11. The method of claim 9 or 10, wherein the secondary bile acid comprises deoxycholic acid (DCA), 3 α 12-oxo-deoxycholic acid, 3 β 12 α -deoxycholic acid (3-iso-deoxycholic acid), 7 α 3-oxo-chenodeoxycholic acid, lithocholic acid (LCA), 3-oxo LCA, or a combination thereof.
12. The method of claim 11, wherein said administration increases the level of said secondary bile acid in said subject.
13. The method of claim 12, wherein the level of the secondary bile acid in the subject is increased by at least 10%, at least 20%, at least 30%, at least 40%, at least 50%, at least 60%, at least 70%, at least 80%, or at least 90% compared to a reference (e.g., a corresponding level in a subject that does not receive the composition).
14. The method of claim 12 or 13, wherein the increased level of secondary bile acid is accompanied by remission of the IBD.
15. The method of any one of claims 11 to 14, wherein the secondary bile acid is capable of reducing the production of TNF-a in Lipopolysaccharide (LPS) -stimulated monocytes and/or increasing the production of IL-10 in Lipopolysaccharide (LPS) -stimulated monocytes in vitro.
16. The method of any one of claims 11 to 15, wherein the secondary bile acid is capable of reducing the production of TNF-a in LPS-stimulated Peripheral Blood Mononuclear Cells (PBMCs) and/or increasing the production of IL-10 in LPS-stimulated Peripheral Blood Mononuclear Cells (PBMCs) in vitro.
17. The method of any one of claims 11 to 16, wherein the secondary bile acid is capable of reducing the production of IL-8 in TNF α -stimulated intestinal epithelial cells in vitro.
18. The method of claim 9 or 10, wherein said secondary bile acid comprises ursodeoxycholic acid (UDCA).

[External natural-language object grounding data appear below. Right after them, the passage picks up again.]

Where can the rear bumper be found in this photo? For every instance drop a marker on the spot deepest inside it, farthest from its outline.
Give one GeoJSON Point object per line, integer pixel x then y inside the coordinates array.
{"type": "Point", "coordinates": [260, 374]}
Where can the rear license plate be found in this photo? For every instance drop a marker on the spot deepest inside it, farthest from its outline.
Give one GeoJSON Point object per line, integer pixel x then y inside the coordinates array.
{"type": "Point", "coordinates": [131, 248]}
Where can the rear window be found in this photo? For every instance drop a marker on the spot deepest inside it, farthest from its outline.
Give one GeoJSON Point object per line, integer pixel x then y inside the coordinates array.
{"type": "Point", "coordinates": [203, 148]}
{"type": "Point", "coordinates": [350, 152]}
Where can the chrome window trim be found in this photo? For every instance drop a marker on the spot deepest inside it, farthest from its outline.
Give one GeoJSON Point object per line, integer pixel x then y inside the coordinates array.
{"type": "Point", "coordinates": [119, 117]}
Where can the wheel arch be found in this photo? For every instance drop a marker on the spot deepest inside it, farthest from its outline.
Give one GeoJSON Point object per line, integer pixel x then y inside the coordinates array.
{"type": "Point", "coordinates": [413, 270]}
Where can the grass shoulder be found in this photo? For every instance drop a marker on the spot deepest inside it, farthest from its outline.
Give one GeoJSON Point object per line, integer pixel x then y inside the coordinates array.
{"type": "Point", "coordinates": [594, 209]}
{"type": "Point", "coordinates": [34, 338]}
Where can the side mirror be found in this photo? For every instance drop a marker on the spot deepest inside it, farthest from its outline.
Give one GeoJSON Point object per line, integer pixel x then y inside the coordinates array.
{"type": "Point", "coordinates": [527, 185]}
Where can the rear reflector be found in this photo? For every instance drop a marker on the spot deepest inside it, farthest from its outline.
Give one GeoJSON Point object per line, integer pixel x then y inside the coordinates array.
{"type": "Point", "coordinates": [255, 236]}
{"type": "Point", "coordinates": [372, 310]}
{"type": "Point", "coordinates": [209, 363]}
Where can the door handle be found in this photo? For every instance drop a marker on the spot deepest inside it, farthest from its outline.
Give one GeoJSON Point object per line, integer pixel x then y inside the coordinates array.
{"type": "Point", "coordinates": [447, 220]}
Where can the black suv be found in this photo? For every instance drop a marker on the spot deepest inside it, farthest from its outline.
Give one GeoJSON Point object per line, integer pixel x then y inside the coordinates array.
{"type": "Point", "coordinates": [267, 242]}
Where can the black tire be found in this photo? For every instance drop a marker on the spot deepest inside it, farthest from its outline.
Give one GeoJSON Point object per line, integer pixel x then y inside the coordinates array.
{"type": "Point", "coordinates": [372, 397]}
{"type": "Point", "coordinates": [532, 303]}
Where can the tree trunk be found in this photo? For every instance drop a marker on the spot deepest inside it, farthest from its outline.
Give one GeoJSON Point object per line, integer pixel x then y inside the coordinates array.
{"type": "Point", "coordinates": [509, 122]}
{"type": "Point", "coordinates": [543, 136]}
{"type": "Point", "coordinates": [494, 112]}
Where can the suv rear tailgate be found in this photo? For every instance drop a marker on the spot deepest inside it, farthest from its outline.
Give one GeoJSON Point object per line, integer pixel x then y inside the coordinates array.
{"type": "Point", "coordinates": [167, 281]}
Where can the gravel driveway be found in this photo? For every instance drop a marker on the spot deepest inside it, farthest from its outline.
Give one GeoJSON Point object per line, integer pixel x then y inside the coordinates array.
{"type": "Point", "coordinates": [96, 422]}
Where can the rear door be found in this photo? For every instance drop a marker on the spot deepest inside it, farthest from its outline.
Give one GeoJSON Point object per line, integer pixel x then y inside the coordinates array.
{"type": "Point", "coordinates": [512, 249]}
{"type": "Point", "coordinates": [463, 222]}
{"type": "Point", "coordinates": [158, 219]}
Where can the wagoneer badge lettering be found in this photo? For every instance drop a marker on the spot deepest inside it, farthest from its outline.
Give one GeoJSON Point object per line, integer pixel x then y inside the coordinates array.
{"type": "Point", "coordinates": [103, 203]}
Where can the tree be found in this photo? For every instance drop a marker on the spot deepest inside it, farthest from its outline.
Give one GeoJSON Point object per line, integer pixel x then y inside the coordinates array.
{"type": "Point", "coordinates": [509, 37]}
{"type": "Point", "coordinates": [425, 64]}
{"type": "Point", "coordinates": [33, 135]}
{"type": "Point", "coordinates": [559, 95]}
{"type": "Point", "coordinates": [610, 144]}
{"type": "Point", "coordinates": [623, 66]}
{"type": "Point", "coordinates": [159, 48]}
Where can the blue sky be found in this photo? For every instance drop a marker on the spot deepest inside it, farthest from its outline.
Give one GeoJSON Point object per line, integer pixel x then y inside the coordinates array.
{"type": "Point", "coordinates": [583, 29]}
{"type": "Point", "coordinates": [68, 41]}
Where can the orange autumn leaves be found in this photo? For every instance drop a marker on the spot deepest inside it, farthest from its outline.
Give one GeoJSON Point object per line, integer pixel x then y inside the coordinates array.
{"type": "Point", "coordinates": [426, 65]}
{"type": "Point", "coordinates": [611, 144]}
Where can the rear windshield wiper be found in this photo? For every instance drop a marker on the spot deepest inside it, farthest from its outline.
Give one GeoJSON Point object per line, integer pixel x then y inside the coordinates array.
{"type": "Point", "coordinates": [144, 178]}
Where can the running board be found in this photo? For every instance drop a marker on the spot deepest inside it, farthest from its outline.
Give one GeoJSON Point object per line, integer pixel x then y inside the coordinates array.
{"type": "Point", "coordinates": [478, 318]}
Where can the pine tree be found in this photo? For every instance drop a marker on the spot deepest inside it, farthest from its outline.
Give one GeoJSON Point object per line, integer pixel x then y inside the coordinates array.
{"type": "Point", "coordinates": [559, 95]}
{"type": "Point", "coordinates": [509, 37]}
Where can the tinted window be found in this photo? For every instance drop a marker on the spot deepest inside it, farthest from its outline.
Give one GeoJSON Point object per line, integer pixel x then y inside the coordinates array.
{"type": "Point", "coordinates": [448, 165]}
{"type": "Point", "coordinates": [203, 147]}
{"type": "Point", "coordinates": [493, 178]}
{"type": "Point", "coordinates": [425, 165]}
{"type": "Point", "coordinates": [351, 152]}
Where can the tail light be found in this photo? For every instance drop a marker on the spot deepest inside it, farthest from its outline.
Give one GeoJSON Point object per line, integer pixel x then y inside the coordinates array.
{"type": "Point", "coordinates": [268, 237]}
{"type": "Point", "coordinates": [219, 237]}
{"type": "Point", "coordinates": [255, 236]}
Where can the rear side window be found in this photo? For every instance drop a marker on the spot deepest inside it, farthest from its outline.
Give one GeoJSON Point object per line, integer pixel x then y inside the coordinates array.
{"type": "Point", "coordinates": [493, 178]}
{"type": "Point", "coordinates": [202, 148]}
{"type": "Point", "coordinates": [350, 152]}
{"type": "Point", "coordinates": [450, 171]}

19. The method of claim 18, wherein the administration decreases the level of UDCA in the subject.
20. The method of claim 19, wherein the level of UDCA in the subject is reduced by at least 10%, at least 20%, at least 30%, at least 40%, at least 50%, at least 60%, at least 70%, at least 80%, or at least 90% compared to a reference (e.g., a corresponding level in a subject not receiving the composition).
21. The method of claim 19 or 20, wherein the reduction in the level of UDCA is accompanied by remission of the IBD.
22. The method of any one of claims 10 to 21, wherein the IBD is ulcerative colitis or crohn's disease.